Ignorant governments, on the other hand, are taking two different approaches. One is to vaccinate all poultry, so that although they catch bird flu you can't tell they've got it and they can still pass it to other birds. France and Holland are leading the way here. The other is to kill all birds in a flock where one infected bird is found, even though this won't stop migratory birds re-introducing the infection almost immediately. This is the UK's preferred option.

We can't eradicate bird flu. All we can do is delay it until we find out enough about this particular mutation that we'll have a fighting chance of coming up with a vaccine for humans should it jump species. Put large, domestic flocks of birds indoors, change the law temporarily so that those which had a "free range" or "organic" tag before can keep it if they satisfy the remainder of the necessary criteria, and if a flock still gets infected, OK, well the virus is going to kill them all anyway so cull some if you think this will save the rest but don't get your hopes up.

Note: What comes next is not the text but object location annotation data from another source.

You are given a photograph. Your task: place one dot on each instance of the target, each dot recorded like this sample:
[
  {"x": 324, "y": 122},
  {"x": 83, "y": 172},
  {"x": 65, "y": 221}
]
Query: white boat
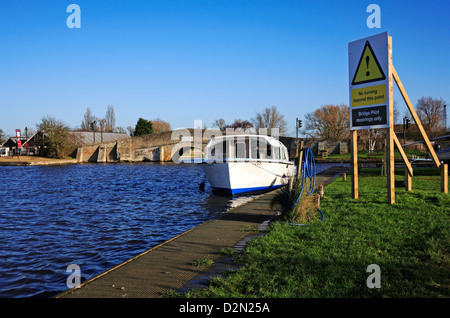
[{"x": 237, "y": 164}]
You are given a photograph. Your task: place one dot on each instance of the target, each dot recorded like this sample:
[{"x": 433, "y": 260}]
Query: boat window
[
  {"x": 217, "y": 151},
  {"x": 240, "y": 150},
  {"x": 254, "y": 148},
  {"x": 276, "y": 153}
]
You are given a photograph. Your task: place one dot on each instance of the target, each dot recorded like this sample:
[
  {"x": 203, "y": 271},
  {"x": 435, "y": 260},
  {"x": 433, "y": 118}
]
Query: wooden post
[
  {"x": 390, "y": 134},
  {"x": 415, "y": 117},
  {"x": 444, "y": 178},
  {"x": 408, "y": 167},
  {"x": 408, "y": 179},
  {"x": 354, "y": 164},
  {"x": 300, "y": 158}
]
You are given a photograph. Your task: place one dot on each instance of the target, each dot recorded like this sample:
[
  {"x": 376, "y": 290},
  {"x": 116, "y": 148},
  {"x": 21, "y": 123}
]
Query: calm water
[{"x": 93, "y": 215}]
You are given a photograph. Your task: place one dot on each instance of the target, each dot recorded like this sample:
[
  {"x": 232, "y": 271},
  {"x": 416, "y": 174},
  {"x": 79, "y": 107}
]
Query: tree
[
  {"x": 430, "y": 112},
  {"x": 58, "y": 136},
  {"x": 88, "y": 119},
  {"x": 110, "y": 119},
  {"x": 143, "y": 127},
  {"x": 329, "y": 122},
  {"x": 270, "y": 118},
  {"x": 160, "y": 126}
]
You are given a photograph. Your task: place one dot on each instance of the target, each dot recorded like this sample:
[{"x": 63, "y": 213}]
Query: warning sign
[
  {"x": 369, "y": 116},
  {"x": 369, "y": 69},
  {"x": 371, "y": 95},
  {"x": 368, "y": 63}
]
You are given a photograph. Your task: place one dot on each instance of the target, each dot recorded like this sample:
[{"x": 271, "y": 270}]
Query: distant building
[{"x": 36, "y": 143}]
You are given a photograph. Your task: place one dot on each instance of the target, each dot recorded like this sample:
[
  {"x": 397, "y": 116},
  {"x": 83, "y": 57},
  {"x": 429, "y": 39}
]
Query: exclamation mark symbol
[{"x": 367, "y": 63}]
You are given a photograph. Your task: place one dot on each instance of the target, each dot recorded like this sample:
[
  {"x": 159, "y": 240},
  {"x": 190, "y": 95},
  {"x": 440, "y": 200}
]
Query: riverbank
[
  {"x": 174, "y": 263},
  {"x": 408, "y": 242},
  {"x": 33, "y": 161}
]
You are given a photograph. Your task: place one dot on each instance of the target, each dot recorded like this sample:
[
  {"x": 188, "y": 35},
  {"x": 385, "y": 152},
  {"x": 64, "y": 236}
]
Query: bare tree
[
  {"x": 110, "y": 119},
  {"x": 330, "y": 122},
  {"x": 58, "y": 136},
  {"x": 430, "y": 112},
  {"x": 89, "y": 118},
  {"x": 160, "y": 125},
  {"x": 270, "y": 118}
]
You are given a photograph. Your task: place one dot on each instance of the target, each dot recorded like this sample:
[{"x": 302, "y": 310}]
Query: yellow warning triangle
[{"x": 368, "y": 70}]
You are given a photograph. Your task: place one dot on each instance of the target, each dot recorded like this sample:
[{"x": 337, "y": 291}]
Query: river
[{"x": 95, "y": 216}]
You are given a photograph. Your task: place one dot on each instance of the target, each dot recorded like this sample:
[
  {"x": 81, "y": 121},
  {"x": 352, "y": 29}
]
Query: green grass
[
  {"x": 408, "y": 240},
  {"x": 378, "y": 154}
]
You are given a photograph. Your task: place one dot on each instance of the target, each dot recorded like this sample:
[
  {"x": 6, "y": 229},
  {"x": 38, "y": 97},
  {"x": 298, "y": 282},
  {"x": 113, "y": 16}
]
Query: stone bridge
[
  {"x": 162, "y": 146},
  {"x": 154, "y": 147}
]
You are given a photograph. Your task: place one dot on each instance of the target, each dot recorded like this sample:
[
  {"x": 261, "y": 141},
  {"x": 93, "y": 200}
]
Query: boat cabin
[{"x": 245, "y": 148}]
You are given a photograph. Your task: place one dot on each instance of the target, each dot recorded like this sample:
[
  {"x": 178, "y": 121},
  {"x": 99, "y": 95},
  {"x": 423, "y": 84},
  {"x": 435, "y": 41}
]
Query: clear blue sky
[{"x": 202, "y": 60}]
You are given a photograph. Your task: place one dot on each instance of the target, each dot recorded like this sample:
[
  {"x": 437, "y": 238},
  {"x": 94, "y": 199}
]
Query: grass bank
[{"x": 409, "y": 241}]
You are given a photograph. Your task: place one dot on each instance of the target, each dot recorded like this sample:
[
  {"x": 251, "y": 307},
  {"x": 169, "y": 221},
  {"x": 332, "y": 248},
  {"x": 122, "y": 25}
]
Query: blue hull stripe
[{"x": 246, "y": 190}]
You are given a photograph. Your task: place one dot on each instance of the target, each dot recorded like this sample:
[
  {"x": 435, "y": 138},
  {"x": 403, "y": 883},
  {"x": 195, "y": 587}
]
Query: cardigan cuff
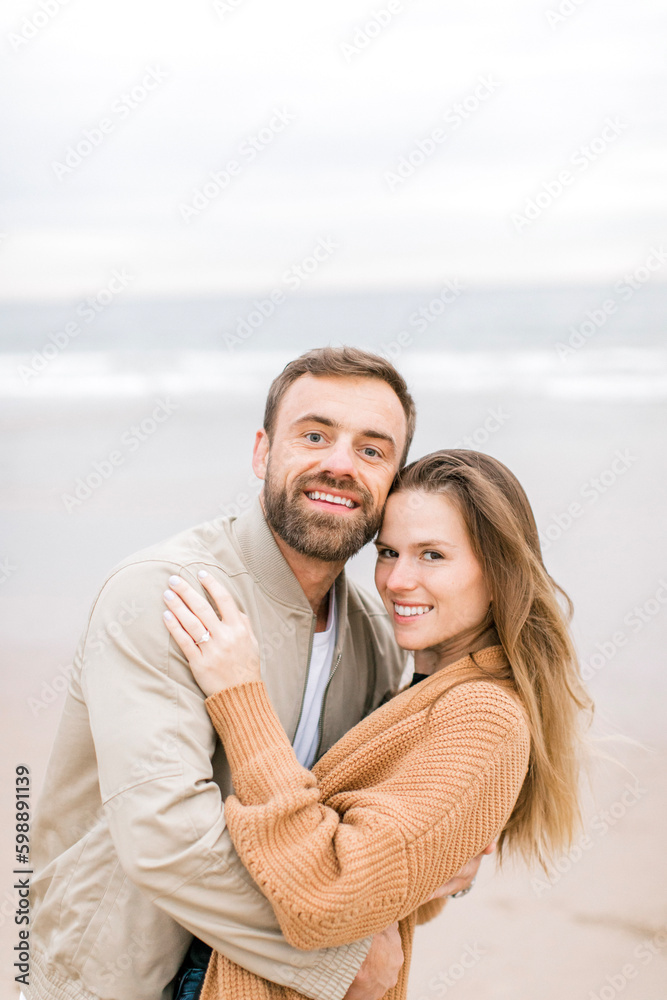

The main worry is not that bird flu will devastate our poultry industry; rather, it's that someone with human flu catches it and the resulting cocktail produces a strain that could kill people as easily as H5N1 kills birds. Laws to keep people who have flu away from birds are going to be more effective than laws to keep birds that have flu away from people. That's until some old bloke in China with a runny nose and high fever stoically goes to collect eggs from his out-of-sorts chickens, anyway.